Coordination with ERCC1 and ERCC4 (XPF)
When PMS2 is reduced in colonic crypts in a field defect, it is most often associated with reduced expression of DNA repair enzymes ERCC1 and ERCC4 (XPF) as well (see images in this section). A deficiency in ERCC1 and/or ERCC4 (XPF) would cause DNA damage accummulation. Such excess DNA damage often leads to apoptosis. However, an added defect in PMS2 can inhibit this apoptosis. Thus, an added deficiency in PMS2 likely would be selected for in the face of the increased DNA damages when ERCC1 and/or ERCC4 (XPF) are deficient. When ERCC1 deficient Chinese hamster ovary cells were repeatedly subjected to DNA damage, of five clones derived from the surviving cells, three were mutated in Pms2.

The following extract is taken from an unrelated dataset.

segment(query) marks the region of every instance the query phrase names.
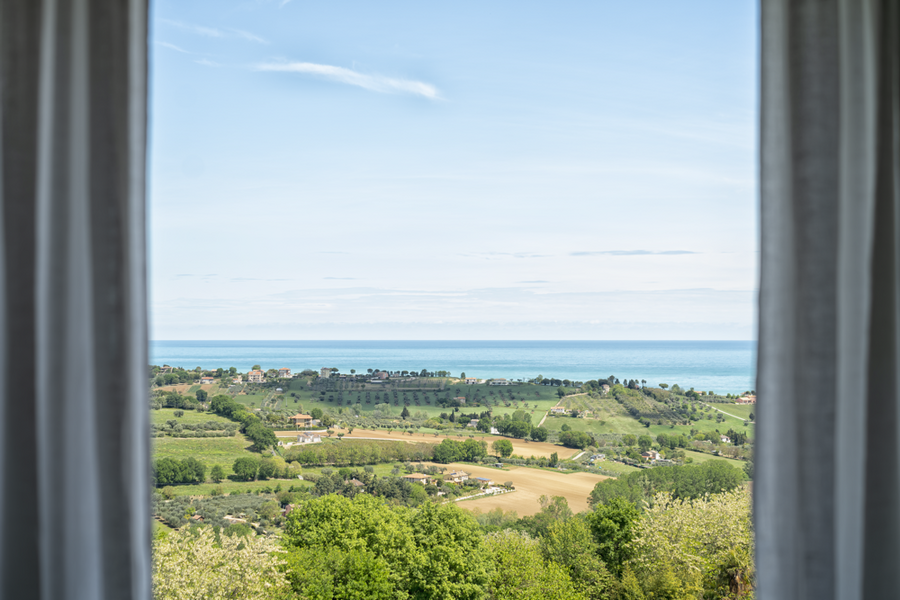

Progression to colon cancer
ERCC1, PMS2 double mutant Chinese hamster ovary cells, when exposed to Ultraviolet light (a DNA damaging agent), showed a 7,375-fold greater mutation frequency than wild type Chinese hamster ovary cells, and a 967-fold greater mutation frequency than the cells defective in ERCC1, alone. Thus colonic cell deficiency in both ERCC1 and PMS2 causes genome instability. A similar genetically unstable situation is expected for cells doubly defective for PMS2 and ERCC4 (XPF). This instability would likely enhance progression to colon cancer by causing a mutator phenotype, and account for the presence of the cells doubly deficient in PMS2 and ERCC1 [or PMS2 and ERCC4 (XPF)] in field defects associated with colon cancer. As indicated by Harper and Elledge, defects in the ability to properly respond to and repair DNA damage underlie many forms of cancer.